Fortunately, Bree seemed content to drive in silence, not trying to force him to talk about anything, anybody. Since they’d climbed into the big black truck she drove when she was working, she hadn’t said anything.

It was meticulous inside the cab. Bree owned her own landscaping service and usually her truck was a mess of notes, gloves, fast-food boxes, clipboards on the inside and the truck bed was full of tools and equipment.

But today it was pristine. Closing his eyes, he leaned his head back against the headrest and breathed in the scent of Armor All, rain—and Bree. The woman always smelled like flowers. Incongruous as hell, such a soft, feminine scent on Bree, a woman who stood five-foot ten, hauled around forty-pound bags of soil and regularly kicked ass on the basketball court. With the rain pounding down around them and the quiet in the truck’s cab, he almost—almost—felt comforted.

Almost felt as though he was ready to think about it.
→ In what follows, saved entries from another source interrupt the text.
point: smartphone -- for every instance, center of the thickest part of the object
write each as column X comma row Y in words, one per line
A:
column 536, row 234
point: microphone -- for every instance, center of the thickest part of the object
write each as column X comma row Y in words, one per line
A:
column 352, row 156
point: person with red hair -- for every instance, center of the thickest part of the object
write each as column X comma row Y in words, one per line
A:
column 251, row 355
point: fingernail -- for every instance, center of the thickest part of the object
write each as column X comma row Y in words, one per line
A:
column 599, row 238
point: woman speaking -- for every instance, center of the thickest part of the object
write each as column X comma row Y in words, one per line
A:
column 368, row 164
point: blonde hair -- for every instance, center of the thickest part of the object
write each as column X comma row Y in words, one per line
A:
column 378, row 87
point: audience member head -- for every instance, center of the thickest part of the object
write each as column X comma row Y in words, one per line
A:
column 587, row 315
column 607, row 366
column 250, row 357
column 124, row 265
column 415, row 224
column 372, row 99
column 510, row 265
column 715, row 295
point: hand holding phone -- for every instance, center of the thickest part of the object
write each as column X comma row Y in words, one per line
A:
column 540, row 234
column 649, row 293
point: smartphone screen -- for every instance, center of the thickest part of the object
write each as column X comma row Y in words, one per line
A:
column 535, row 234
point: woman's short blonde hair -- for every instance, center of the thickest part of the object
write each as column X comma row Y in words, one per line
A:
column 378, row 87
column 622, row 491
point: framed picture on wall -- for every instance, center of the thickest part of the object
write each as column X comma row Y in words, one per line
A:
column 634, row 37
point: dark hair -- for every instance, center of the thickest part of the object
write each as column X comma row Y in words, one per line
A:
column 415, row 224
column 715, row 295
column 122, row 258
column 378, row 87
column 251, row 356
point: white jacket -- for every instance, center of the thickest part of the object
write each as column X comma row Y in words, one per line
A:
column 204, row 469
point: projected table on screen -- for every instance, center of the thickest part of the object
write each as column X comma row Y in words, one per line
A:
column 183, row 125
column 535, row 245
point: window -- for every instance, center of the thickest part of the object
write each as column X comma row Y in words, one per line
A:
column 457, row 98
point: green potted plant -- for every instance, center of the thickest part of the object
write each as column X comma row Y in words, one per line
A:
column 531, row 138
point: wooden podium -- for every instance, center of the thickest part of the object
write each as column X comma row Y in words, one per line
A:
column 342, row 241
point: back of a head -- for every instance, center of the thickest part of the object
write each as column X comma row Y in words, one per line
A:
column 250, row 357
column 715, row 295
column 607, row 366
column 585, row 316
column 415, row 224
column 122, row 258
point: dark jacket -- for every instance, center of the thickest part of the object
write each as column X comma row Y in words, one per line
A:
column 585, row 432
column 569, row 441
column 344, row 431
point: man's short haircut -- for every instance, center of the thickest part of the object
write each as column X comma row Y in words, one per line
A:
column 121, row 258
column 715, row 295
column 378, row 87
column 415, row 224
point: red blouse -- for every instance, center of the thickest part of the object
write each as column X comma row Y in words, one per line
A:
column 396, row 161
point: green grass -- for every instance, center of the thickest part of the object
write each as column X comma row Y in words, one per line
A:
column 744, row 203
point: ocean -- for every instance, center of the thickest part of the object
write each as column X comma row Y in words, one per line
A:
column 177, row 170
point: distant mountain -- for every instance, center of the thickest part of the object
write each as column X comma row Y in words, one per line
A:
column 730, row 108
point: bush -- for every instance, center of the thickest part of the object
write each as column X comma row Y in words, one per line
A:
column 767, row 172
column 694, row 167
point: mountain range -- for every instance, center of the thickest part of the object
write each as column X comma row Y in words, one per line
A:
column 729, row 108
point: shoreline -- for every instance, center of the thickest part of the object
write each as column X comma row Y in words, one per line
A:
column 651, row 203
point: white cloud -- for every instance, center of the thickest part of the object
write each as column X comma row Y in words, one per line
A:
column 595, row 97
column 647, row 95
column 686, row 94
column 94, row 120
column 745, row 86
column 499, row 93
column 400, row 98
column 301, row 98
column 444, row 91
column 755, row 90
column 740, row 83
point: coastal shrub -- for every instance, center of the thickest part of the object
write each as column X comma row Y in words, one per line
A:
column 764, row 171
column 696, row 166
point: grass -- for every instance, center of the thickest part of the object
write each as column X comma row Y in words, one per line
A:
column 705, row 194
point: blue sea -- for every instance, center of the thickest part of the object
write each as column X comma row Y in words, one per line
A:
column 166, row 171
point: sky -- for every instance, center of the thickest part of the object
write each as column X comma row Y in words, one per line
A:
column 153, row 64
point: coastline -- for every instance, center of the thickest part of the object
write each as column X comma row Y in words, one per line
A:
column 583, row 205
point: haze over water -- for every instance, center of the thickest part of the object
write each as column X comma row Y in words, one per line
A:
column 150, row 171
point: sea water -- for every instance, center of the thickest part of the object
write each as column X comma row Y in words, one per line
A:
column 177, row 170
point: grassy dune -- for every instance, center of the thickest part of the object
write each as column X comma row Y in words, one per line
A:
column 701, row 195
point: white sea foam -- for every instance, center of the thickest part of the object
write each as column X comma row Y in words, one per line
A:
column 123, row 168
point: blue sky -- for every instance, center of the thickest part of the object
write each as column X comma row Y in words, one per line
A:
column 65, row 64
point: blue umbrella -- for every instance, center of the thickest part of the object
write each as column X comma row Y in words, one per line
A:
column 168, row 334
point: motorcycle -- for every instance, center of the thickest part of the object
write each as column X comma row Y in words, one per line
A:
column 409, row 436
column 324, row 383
A knot formed in his throat and he realized he wanted to talk—needed to talk. But then the truck stopped and the engine cut off. Opening his eyes, he saw that they were in Bree’s driveway. The thirty-minute drive had passed far too quickly and dread churned inside him. He didn’t want to go in there.

What the hell had he been thinking?

Bree’s house would be almost as bad as home—pictures of the two women all over the place, ranging from when they’d been cute kindergarteners showing off gap-toothed grins up to the barbecue at the house last summer. Up until Alyssa had gotten too weak to leave the house, she’d still come over to Bree’s house two or three times a week and many of those times, Colby had been with her. This place had practically been a second home.